Subtraction.com

Round-up Time!

I’ve been fighting what’s apparently a twenty-four hour bug since midday yesterday. Shivers and aches pained me all through the day and into night, and I didn’t even know if I could make it through a whole day of work today. But I underwent sustained, Cold-Eeze-powered counter-attack, and I feel loads better tonight, remarkably. Zinc is the magical cure for all my threatening colds, I’m finding.

Actually, I’m not back completely at one hundred percent. I’m still tired, and bound to my couch for the most part. But, at the very least, I have my senses about me enough to want to clear out some blogging items that have been hanging around for a while. So this is going to be another round-up style post. Get ready for random.

Expression Engine Yourself

Over the Thanksgiving break, I installed Expression Engine on my server as a follow-up to my recent post about looking for new blogging options, and to see just how complicated it might be. Verdict: it ain’t. In fact, it went smooth as silk. The whole program, as an alternative to Movable Type, is quite alluring, being all slick and what not. I’ve only spent a few hours with it, so I’m not nearly ready to say I’m going to make the switch (I’m still effectively bound to Movable Type thanks to some nontrivial switching costs), but I can tell you this: Expression Engine, at first blush, feels the way I wish Movable Type would feel.

Holiday Bash

This coming Sunday, AIGA New York is hosting its annual holiday bash at Pentagram’s offices here in New York. As is the chapter’s annual custom, we’ll be selling gift wraps and tapes custom-designed by graphic designers. These are invariably beautiful and clever, and they’re priced to move. Be sure to come early to get some of the gift wrap designed by Jason Santa Maria; I think it’s my favorite gift wrap design ever, except for that Superman-themed wrapping paper that my bike came in when I was eight. Anyway, all are welcome, regardless of which side you’ve chosen in the War on Christmas. Please be sure to R.S.V.P. ahead of time, though.

Free Boxes and Arrows

Over at the continually fascinating Boxes and Arrows, Liz Danzico just published a terrific interview with Paco Underhill, the author of “Why We Buy: The Science of Shopping.” Forget everything bad you’ve heard about Underhill (and if you’ve never heard he could be nicer, then never mind); he’s got valuable wisdom to offer to experience designers everywhere.
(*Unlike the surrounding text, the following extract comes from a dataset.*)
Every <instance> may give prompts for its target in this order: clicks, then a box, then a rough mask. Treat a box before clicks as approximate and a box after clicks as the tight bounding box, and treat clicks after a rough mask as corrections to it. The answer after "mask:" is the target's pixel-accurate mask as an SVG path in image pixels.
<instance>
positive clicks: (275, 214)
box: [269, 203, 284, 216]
This interview is just one example of the amazing breadth of work that Boxes and Arrows continues to publish, year after year, and for the low, low price of free. It’s hard to believe they’ve survived this long; not so much that they made it through the recession in the early part of this decade, but rather that they’ve made it through the subsequent boom, when their all-volunteer editorial staff might otherwise have evaporated in the face of more, ahem, profitable distractions — like paying jobs.

Trouble in I.A. Paradise

Still, all is not rosy in Boxes and Arrows’ world of information architecture. Among the year’s not-to-be-missed threads was Adam Greenfield’s early October rant entitled “To I.A. or Not to I.A.” I’m really late posting about this, but Greenfield is among the bona fide brainiacs of our industry, so when he takes issue with what he sees as an increasing myopia of ambition amongst the sub-group of interaction design practitioners we typically regard as the most intellectually adventurous… well, then, he should be listened to. An example:

“After years in which many of us tried to argue that I.A. potentially constituted a powerful, general skillset applicable to situations far beyond the Web, it seems as if that ‘beyond’ extends only as far as corporate intranets and the like. And this strikes me as a failure, locally and globally.”

Youch. Also, read the comments in the overflow post.

Internet Art Is Dead

Speaking of information architects: my NYTimes.com compatriot and main man for all things info-architectural, Elliott Malkin, has received some well-deserved notoriety lately for some of the artwork he’s been developing in his off hours. His latest project is “Cemetary 2.0,” which is “a concept for a set of networked devices that connect burial sites to online memorials for the deceased.” It’s a kind of cross-generational, conceptual twist on social networking. Check out the write-up at Boing Boing and We Make Money Not Art, too.

Dave Cockrum, R.I.P.

Speaking of dead people (I could go on with these segues), I don’t quite know what to make of this: the comic book illustrator Dave Cockrum, who made a name drawing Marvel Comics’ “X-Men” for many years, has just passed away. The weird thing is that, according to some reports, he died wearing Superman pajamas, which adds a potentially distracting oddness to his passing. Nevertheless, I always find it sad to these old comic book artists pass away.

Many of them toiled away for years with only meager pay and a passion for the genre as rewards, never to be properly compensated for the popular mythologies that much lesser men later capitalized upon. Take, for instance, the directorial hack Brett Ratner, who directed the abysmal film “X-Men: The Last Stand,” which drew at least in part on the work that Cockrum did many decades ago. When you think about how much Ratner likely made from the X-Men franchise and then think about how much Cockrum likely made… it doesn’t seem quite right.